Trump Beri Iran "Kesempatan Terakhir", Ancam Aksi Militer Jika Tolak Kesepakatan
AKURAT.CO Presiden Amerika Serikat Donald Trump menyatakan akan memberikan "kesempatan terakhir" kepada Iran untuk menyetujui sebuah perjanjian sebelum mempertimbangkan tindakan militer. Trump juga mengklaim pembicaraan dengan Teheran saat ini masih berlangsung dengan dukungan sejumlah negara Teluk, meski pemerintah Iran terus membantah adanya negosiasi.
Pernyataan itu disampaikan Trump kepada wartawan di Gedung Putih pada Senin (3/8), di tengah meningkatnya ketegangan terkait program nuklir Iran dan keamanan kawasan Timur Tengah.
Trump menegaskan pemerintahannya masih membuka ruang diplomasi, namun memperingatkan bahwa kesempatan tersebut tidak akan diberikan untuk waktu yang lama.
"Ini adalah kesempatan terakhir bagi mereka untuk menandatangani dokumen yang baik," kata Trump.
Ia menambahkan bahwa dirinya ingin memberi para pemimpin Iran "kesempatan terakhir" sebelum mengambil langkah yang ia sebut sebagai tindakan "decapitation". Namun, Trump tidak menjelaskan secara rinci bentuk aksi militer yang dimaksud.
Trump Klaim Negosiasi Didukung Saudi, UEA, dan Qatar
Dalam kesempatan itu, Trump mengungkapkan bahwa pembicaraan dengan Iran dilakukan atas permintaan Teheran dan mendapat dukungan dari sejumlah negara Teluk, termasuk Arab Saudi, Uni Emirat Arab (UEA), dan Qatar.
Menurutnya, keterlibatan negara-negara tersebut menunjukkan adanya upaya diplomatik regional untuk mencegah konflik yang lebih luas di Timur Tengah.

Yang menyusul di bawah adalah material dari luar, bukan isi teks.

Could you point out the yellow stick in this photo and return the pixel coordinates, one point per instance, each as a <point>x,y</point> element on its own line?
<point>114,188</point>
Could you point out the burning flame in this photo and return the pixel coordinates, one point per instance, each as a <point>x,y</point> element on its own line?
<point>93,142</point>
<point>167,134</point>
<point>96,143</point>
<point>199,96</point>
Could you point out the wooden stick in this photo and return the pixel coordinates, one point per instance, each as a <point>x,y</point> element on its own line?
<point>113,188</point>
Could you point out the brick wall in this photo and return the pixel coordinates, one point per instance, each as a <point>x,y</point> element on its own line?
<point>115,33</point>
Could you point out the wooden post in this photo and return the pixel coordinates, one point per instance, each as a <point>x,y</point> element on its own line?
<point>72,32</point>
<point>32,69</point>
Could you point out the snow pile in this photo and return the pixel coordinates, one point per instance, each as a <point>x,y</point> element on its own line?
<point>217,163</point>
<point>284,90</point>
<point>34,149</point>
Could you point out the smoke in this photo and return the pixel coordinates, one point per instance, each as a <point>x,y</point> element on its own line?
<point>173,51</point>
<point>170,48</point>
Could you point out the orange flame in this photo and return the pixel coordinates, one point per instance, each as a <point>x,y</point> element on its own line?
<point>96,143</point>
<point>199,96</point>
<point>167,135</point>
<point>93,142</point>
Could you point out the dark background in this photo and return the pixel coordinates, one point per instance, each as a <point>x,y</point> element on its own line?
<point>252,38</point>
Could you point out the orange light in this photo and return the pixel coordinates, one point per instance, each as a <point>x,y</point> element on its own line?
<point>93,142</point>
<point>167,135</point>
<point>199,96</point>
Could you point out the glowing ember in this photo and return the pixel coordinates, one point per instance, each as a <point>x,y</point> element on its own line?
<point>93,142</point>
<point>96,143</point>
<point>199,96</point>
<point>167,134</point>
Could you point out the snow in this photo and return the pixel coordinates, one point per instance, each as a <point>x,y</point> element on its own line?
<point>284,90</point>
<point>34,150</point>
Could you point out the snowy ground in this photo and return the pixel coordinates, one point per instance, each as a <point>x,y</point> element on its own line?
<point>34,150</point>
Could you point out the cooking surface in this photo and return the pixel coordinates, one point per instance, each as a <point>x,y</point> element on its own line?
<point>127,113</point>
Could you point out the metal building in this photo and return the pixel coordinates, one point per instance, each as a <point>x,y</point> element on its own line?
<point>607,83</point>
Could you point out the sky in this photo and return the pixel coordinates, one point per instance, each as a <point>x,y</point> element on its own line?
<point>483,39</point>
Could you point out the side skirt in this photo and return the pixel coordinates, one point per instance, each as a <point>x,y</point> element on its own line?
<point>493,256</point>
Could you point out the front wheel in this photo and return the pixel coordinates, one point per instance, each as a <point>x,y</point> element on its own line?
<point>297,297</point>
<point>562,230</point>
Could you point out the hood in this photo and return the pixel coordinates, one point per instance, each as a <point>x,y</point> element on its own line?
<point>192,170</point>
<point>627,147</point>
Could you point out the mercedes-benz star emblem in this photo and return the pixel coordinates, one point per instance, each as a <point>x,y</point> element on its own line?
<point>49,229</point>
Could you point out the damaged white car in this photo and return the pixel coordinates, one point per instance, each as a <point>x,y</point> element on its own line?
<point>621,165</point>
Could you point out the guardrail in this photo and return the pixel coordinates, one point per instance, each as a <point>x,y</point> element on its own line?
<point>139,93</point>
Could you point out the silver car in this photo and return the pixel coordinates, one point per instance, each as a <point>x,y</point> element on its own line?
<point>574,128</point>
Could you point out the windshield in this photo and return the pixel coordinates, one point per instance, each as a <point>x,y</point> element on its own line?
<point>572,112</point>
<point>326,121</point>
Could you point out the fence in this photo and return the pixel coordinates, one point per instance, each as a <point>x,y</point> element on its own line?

Trump juga menepis pernyataan pejabat Iran yang berkali-kali membantah adanya dialog dengan Washington.
"Ketika mereka sedang berbicara, mereka tidak suka mengakuinya. Kami sedang berunding sekarang. Mereka kadang membantahnya, padahal mereka menghabiskan waktu berjam-jam untuk berdiskusi," ujarnya.

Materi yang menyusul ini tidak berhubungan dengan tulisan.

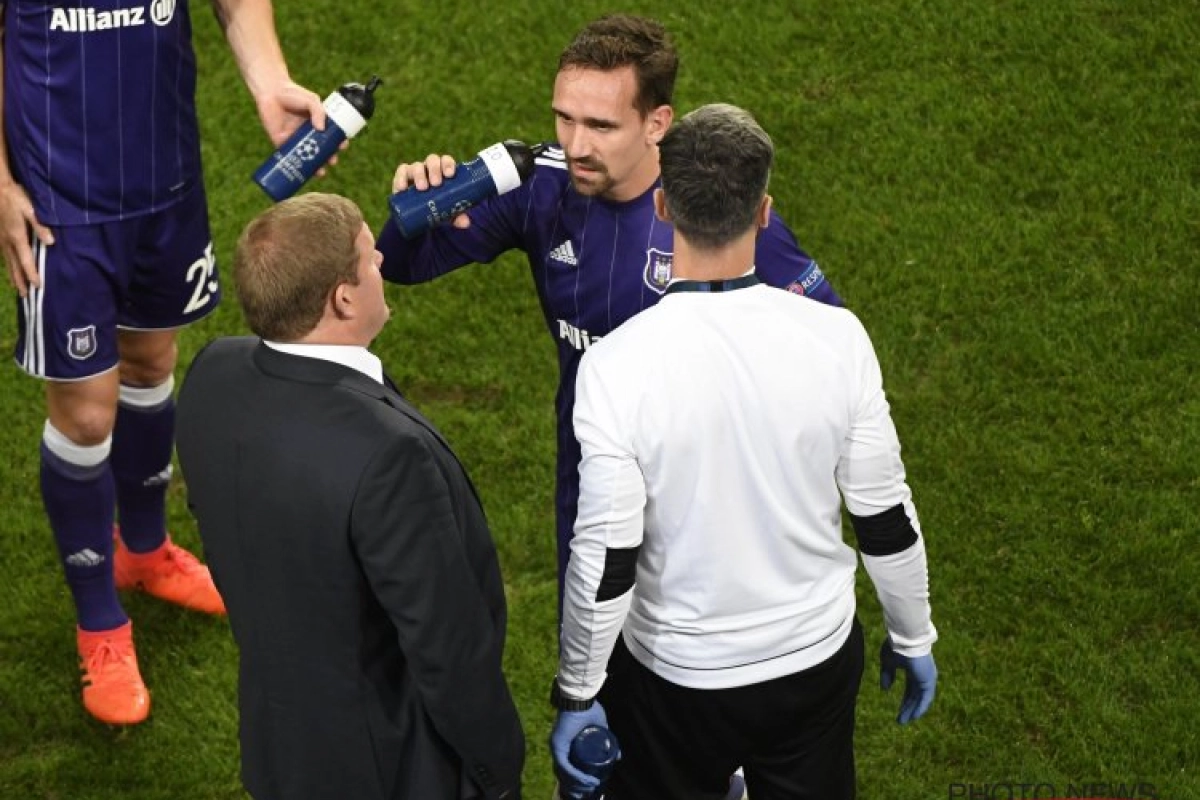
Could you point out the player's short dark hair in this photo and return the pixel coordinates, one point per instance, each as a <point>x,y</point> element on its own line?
<point>625,41</point>
<point>715,164</point>
<point>291,258</point>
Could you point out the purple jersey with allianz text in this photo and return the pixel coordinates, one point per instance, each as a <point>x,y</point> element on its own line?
<point>99,107</point>
<point>594,264</point>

Saat ditanya apakah proses negosiasi telah berhenti, Trump menegaskan pembicaraan masih berlangsung.
"Pembicaraan sedang berlangsung sekarang."
Fokus Awal Bahas Selat Hormuz
Trump menjelaskan bahwa negosiasi yang berlangsung akan dilakukan dalam dua tahap.
Tahap pertama difokuskan pada pembukaan kembali jalur pelayaran di Selat Hormuz, salah satu jalur distribusi minyak paling strategis di dunia. Setelah itu, pembahasan akan berlanjut pada isu program nuklir Iran.
Pendekatan tersebut menunjukkan prioritas Washington untuk memastikan keamanan jalur perdagangan energi internasional sebelum membahas persoalan nonproliferasi nuklir yang selama ini menjadi sumber ketegangan antara kedua negara.
Pernyataan terbaru Trump menjadi sinyal bahwa Amerika Serikat masih mengedepankan jalur diplomasi, namun tetap membuka opsi tindakan militer apabila Iran menolak mencapai kesepakatan.